Git - fast, scalable, distributed revision control system

Git is a fast, scalable, distributed revision control system with an unusually rich command set that provides both high-level operations and full access to internals.

Git is an Open Source project covered by the GNU General Public License version 2 (some parts of it are under different licenses, compatible with the GPLv2). It was originally written by Linus Torvalds with help of a group of hackers around the net.

Please read the file INSTALL for installation instructions.

Many Git online resources are accessible from https://git-scm.com/ including full documentation and Git related tools.

See Documentation/gittutorial.txt to get started, then see Documentation/giteveryday.txt for a useful minimum set of commands, and Documentation/git-.txt for documentation of each command. If git has been correctly installed, then the tutorial can also be read with man gittutorial or git help tutorial, and the documentation of each command with man git-<commandname> or git help <commandname>.

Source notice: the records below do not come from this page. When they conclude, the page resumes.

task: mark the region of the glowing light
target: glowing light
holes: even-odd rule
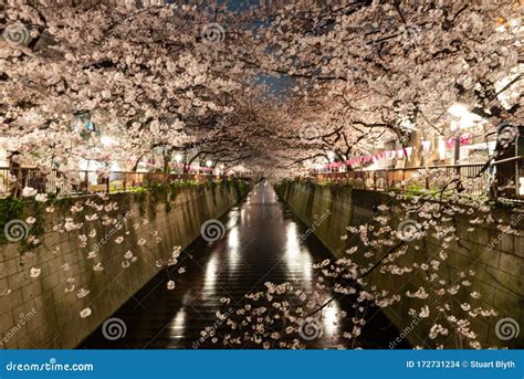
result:
[[[468,108],[462,104],[455,103],[448,108],[448,113],[454,117],[461,118],[468,116],[470,114],[470,110],[468,110]]]
[[[468,110],[465,106],[458,103],[450,106],[448,109],[448,113],[459,118],[460,128],[469,128],[473,126],[475,123],[479,123],[482,120],[481,116],[471,113],[470,110]],[[451,129],[453,130],[457,128],[458,128],[457,123],[452,123]]]

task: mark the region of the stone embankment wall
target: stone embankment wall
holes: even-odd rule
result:
[[[167,262],[174,246],[189,245],[203,222],[226,213],[248,191],[245,181],[168,187],[114,193],[105,201],[97,196],[71,198],[55,204],[52,213],[40,212],[36,248],[21,252],[23,241],[0,245],[1,346],[74,348],[161,270],[157,263]],[[87,199],[116,202],[117,209],[108,213],[118,217],[118,223],[87,222],[85,215],[94,213],[85,207]],[[84,207],[75,220],[84,220],[83,227],[52,230],[64,224],[77,202]],[[23,220],[34,215],[34,208],[24,211]],[[105,212],[98,213],[103,218]],[[96,236],[82,246],[81,235],[93,229]],[[117,243],[119,236],[124,240]],[[96,256],[90,257],[93,251]],[[128,251],[136,259],[125,257]],[[93,270],[98,263],[103,270]],[[91,315],[82,318],[86,308]]]
[[[377,207],[390,204],[391,197],[387,193],[360,189],[350,189],[342,186],[316,186],[304,182],[284,182],[276,187],[284,202],[307,225],[311,225],[319,215],[325,219],[316,223],[316,236],[336,256],[345,256],[352,241],[340,240],[346,234],[346,227],[369,223],[377,215]],[[327,212],[329,211],[329,212]],[[472,329],[479,333],[480,341],[489,346],[499,347],[524,347],[524,213],[518,210],[496,210],[491,213],[495,220],[504,220],[511,223],[521,235],[506,234],[496,229],[496,223],[475,225],[474,231],[468,231],[472,225],[465,217],[457,217],[457,233],[459,241],[452,242],[448,250],[449,256],[446,261],[447,280],[458,281],[460,271],[474,270],[475,275],[469,292],[478,291],[482,294],[483,307],[492,307],[499,314],[495,317],[472,319]],[[398,220],[394,221],[398,223]],[[396,225],[394,225],[395,228]],[[431,256],[442,246],[442,241],[434,236],[423,239],[423,253]],[[410,264],[409,260],[420,251],[408,251],[404,256],[404,263]],[[347,255],[346,255],[347,256]],[[354,254],[352,260],[368,264],[368,260]],[[402,262],[399,262],[402,265]],[[426,280],[418,274],[391,275],[374,273],[369,277],[369,284],[385,288],[391,294],[405,294],[407,291],[416,292],[420,286],[427,287]],[[455,296],[457,304],[470,303],[471,298],[467,291]],[[413,327],[409,325],[412,317],[408,315],[410,308],[420,309],[423,301],[418,298],[402,297],[402,301],[384,309],[391,322],[400,329]],[[521,326],[520,335],[510,340],[501,340],[495,334],[496,323],[511,317]],[[486,322],[489,320],[489,322]],[[433,323],[425,318],[417,326],[419,333],[408,333],[410,343],[423,346],[419,336],[428,336],[429,328]],[[409,329],[408,329],[409,330]],[[506,330],[509,331],[509,330]],[[457,340],[450,338],[447,347],[457,347]],[[468,346],[464,346],[468,348]]]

CVS users may also want to read Documentation/gitcvs-migration.txt (man gitcvs-migration or git help cvs-migration if git is installed).

The user discussion and development of Git take place on the Git mailing list -- everyone is welcome to post bug reports, feature requests, comments and patches to git@vger.kernel.org (read Documentation/SubmittingPatches for instructions on patch submission). To subscribe to the list, send an email with just “subscribe git” in the body to majordomo@vger.kernel.org. The mailing list archives are available at https://public-inbox.org/git/, http://marc.info/?l=git and other archival sites.

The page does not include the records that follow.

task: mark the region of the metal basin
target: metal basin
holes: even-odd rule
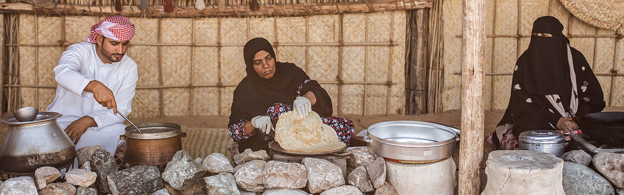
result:
[[[459,138],[454,128],[422,121],[394,121],[368,128],[364,141],[380,156],[416,162],[435,162],[455,152]]]

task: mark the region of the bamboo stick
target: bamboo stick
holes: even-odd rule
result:
[[[376,0],[367,1],[373,10],[375,11],[388,11],[394,10],[410,9],[413,6],[414,9],[429,8],[431,7],[432,2],[422,1],[409,1],[406,6],[399,4],[396,7],[394,0]],[[248,9],[246,5],[229,5],[230,9],[226,9],[223,11],[218,11],[215,8],[207,7],[205,11],[199,11],[193,6],[182,6],[176,8],[175,10],[171,13],[166,13],[164,11],[163,6],[148,6],[149,12],[150,12],[152,17],[157,18],[192,18],[198,16],[200,12],[212,12],[216,16],[250,16],[257,14],[258,16],[308,16],[310,14],[341,14],[347,12],[368,12],[371,9],[369,9],[368,5],[362,1],[358,2],[345,2],[344,4],[338,5],[339,8],[337,8],[334,3],[319,3],[316,6],[304,7],[302,4],[265,4],[261,6],[256,13],[246,11]],[[142,12],[138,6],[130,8],[130,6],[124,6],[120,12],[115,11],[112,6],[96,6],[85,5],[74,5],[65,6],[65,4],[59,4],[56,8],[46,9],[39,7],[34,7],[31,4],[21,2],[10,2],[0,4],[0,13],[28,13],[36,14],[47,12],[51,16],[57,15],[77,15],[82,16],[102,16],[118,14],[124,16],[132,17],[136,14],[141,14]],[[286,8],[286,9],[285,9]],[[306,9],[307,8],[307,9]],[[268,10],[265,10],[268,9]],[[290,10],[290,11],[287,11]],[[100,10],[99,12],[92,11],[92,10]],[[271,12],[271,16],[266,16],[266,12]]]
[[[78,42],[63,42],[62,44],[54,43],[54,44],[7,44],[6,46],[13,47],[13,46],[37,46],[37,47],[49,47],[49,46],[71,46]],[[271,44],[274,46],[396,46],[398,45],[396,42],[275,42]],[[191,46],[191,47],[217,47],[217,46],[223,46],[223,47],[241,47],[244,46],[245,44],[190,44],[190,43],[137,43],[133,44],[130,43],[130,46]]]
[[[460,195],[480,192],[483,158],[484,72],[485,42],[484,0],[464,1],[462,49],[462,141],[459,142]],[[465,134],[465,136],[464,136]]]

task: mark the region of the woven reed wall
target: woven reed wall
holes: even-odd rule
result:
[[[45,110],[54,99],[52,69],[69,44],[84,41],[96,16],[21,14],[17,103]],[[128,56],[139,65],[132,116],[228,116],[246,75],[247,40],[274,43],[276,59],[294,62],[331,96],[334,114],[403,114],[404,11],[268,18],[130,18]],[[61,29],[59,31],[59,29]],[[66,42],[66,44],[59,44]],[[9,97],[12,97],[9,96]]]
[[[461,109],[462,1],[446,0],[443,7],[446,111]],[[578,20],[558,0],[488,0],[485,9],[485,109],[507,108],[514,66],[529,46],[533,21],[547,15],[559,19],[570,46],[585,55],[607,106],[624,106],[624,39],[615,32]]]

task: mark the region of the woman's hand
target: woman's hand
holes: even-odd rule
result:
[[[302,119],[308,117],[308,114],[312,111],[312,103],[306,97],[299,97],[295,99],[295,102],[293,102],[293,107],[297,109],[299,117]]]
[[[580,129],[572,118],[562,117],[557,122],[557,129],[563,131],[572,131]]]

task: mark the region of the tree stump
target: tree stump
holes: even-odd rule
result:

The maintainer frequently sends the “What's cooking” reports that list the current status of various development topics to the mailing list. The discussion following them give a good reference for project status, development direction and remaining tasks.

The name “git” was given by Linus Torvalds when he wrote the very first version. He described the tool as “the stupid content tracker” and the name as (depending on your mood):

  • random three-letter combination that is pronounceable, and not actually used by any common UNIX command. The fact that it is a mispronunciation of “get” may or may not be relevant.
  • stupid. contemptible and despicable. simple. Take your pick from the dictionary of slang.
  • “global information tracker”: you're in a good mood, and it actually works for you. Angels sing, and a light suddenly fills the room.
  • “goddamn idiotic truckload of sh*t”: when it breaks